Walking out into the world, lost

This isn’t as depressing as I think I’ve made it seem by the title. It’s just my way of looking at life.

lost

It’s how I think everyone starts their story. Without knowledge, and barely themselves. So all our life we are struggling to be who we are. Hence the imagery of a cell, our basic biological unit.

I’m not the happiest with the pencil lines, but at the same time I like the way it feels unfinished, like a life. So it’s doing right by me.

 

Mind Map, e.g.

mind map

Have you ever tried to draw your mind?

When I “release emotion” through drawing, I’m actually releasing myself from the hold my thoughts and emotions have over me. The artwork ends up exposing what’s inside; it’s more about how I think than what.

To get an idea of my state of mind: I had been listening to a lot of true crime podcasts, including episodes regarding cults, when I drew this. Listening to the stories made me ask myself big questions about my place in the world, religion, protection, and responsibility.

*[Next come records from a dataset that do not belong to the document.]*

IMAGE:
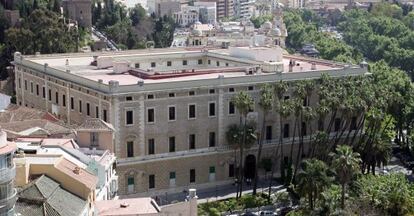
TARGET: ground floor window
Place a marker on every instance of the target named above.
(131, 183)
(151, 181)
(192, 175)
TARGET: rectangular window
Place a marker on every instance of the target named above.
(171, 144)
(94, 139)
(321, 125)
(303, 129)
(151, 181)
(211, 139)
(231, 170)
(72, 103)
(129, 117)
(269, 132)
(212, 109)
(171, 113)
(63, 100)
(191, 111)
(191, 141)
(151, 146)
(212, 169)
(105, 117)
(88, 109)
(131, 183)
(192, 175)
(306, 101)
(172, 179)
(232, 108)
(130, 149)
(151, 115)
(286, 131)
(353, 123)
(337, 125)
(57, 97)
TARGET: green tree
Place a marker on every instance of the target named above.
(244, 103)
(393, 194)
(345, 162)
(312, 179)
(265, 103)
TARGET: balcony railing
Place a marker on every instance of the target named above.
(7, 174)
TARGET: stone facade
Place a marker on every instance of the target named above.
(154, 131)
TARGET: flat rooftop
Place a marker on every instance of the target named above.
(119, 66)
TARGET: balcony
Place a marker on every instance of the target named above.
(8, 202)
(7, 174)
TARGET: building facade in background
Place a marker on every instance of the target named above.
(7, 174)
(170, 108)
(79, 10)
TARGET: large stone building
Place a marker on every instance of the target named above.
(79, 10)
(7, 174)
(170, 108)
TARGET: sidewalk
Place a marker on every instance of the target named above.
(219, 192)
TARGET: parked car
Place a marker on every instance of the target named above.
(250, 214)
(267, 213)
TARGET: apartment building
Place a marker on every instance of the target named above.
(100, 163)
(225, 8)
(69, 175)
(170, 108)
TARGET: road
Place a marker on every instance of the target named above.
(217, 193)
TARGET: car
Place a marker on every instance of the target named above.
(249, 214)
(286, 210)
(267, 213)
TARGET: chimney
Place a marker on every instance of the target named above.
(313, 67)
(192, 201)
(76, 170)
(124, 205)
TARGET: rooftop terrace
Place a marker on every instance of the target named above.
(162, 66)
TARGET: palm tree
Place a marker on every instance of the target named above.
(346, 163)
(312, 179)
(243, 103)
(265, 103)
(234, 138)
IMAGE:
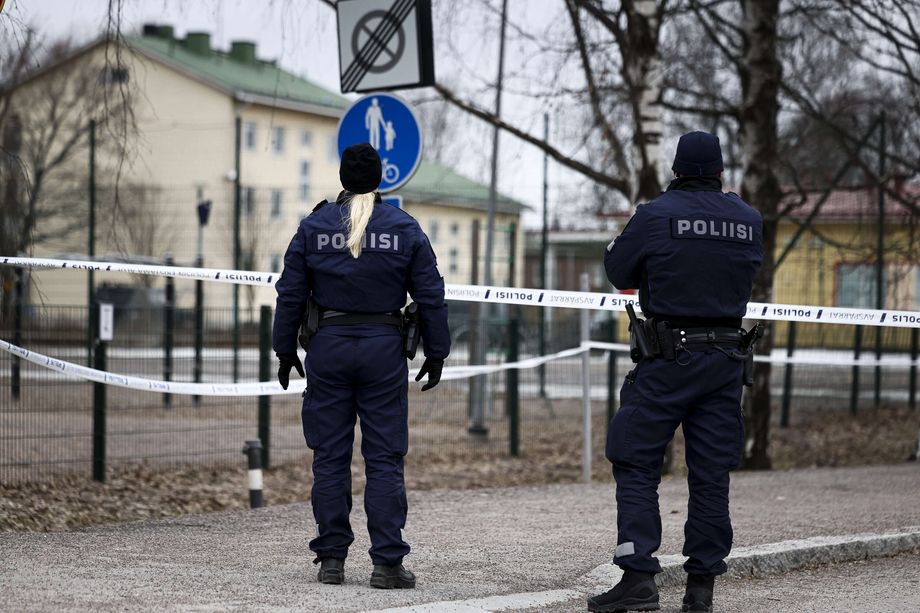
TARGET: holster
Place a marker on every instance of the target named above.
(310, 324)
(412, 330)
(750, 339)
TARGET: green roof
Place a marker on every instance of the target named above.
(434, 182)
(256, 77)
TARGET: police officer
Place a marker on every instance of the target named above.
(356, 258)
(692, 253)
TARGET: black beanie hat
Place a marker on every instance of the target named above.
(360, 171)
(698, 155)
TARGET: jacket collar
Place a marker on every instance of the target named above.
(696, 184)
(345, 195)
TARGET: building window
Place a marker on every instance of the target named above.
(856, 285)
(248, 205)
(249, 135)
(276, 203)
(304, 180)
(278, 139)
(112, 75)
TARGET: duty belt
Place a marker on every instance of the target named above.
(340, 318)
(655, 338)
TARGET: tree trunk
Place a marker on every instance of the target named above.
(643, 73)
(9, 206)
(760, 73)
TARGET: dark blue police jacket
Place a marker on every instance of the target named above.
(396, 257)
(692, 253)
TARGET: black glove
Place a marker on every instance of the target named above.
(288, 361)
(433, 368)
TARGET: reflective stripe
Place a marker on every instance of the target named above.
(255, 479)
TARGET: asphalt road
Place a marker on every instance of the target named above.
(466, 544)
(884, 585)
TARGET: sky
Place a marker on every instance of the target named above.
(302, 36)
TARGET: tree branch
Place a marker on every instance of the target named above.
(617, 183)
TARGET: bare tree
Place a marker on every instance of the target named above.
(46, 113)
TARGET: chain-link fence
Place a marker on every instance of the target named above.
(47, 419)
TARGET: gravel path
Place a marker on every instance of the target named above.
(886, 585)
(466, 544)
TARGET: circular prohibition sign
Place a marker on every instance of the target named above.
(366, 29)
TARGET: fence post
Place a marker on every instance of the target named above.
(512, 403)
(611, 369)
(169, 320)
(854, 386)
(99, 414)
(15, 377)
(787, 377)
(585, 388)
(252, 451)
(877, 392)
(914, 338)
(265, 353)
(199, 327)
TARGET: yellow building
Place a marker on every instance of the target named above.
(187, 99)
(834, 261)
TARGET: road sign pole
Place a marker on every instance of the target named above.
(480, 399)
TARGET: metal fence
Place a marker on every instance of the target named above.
(47, 419)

It may not be visually stunning, but these types of drawings give me a different sort of pleasure and feeling of accomplishment. These “mind maps” remain the best way for me to explain what I am truly thinking.

The Monster of Science

RB 2018-02-20 13.02.14

Behold one of my more recent creations! She is the embodiment of the knowledge one gains through vigorous testing.

I kind of think of her as a monster. If I am to be honest, she’s more of a way for me to say “yes, I do love these aspects of existence” – the so-called ‘logical’; the blueprint we’re attempting to create for Life through experimentation.

She is like a net of concepts held together by both strong and weak connections. I really enjoyed drawing her.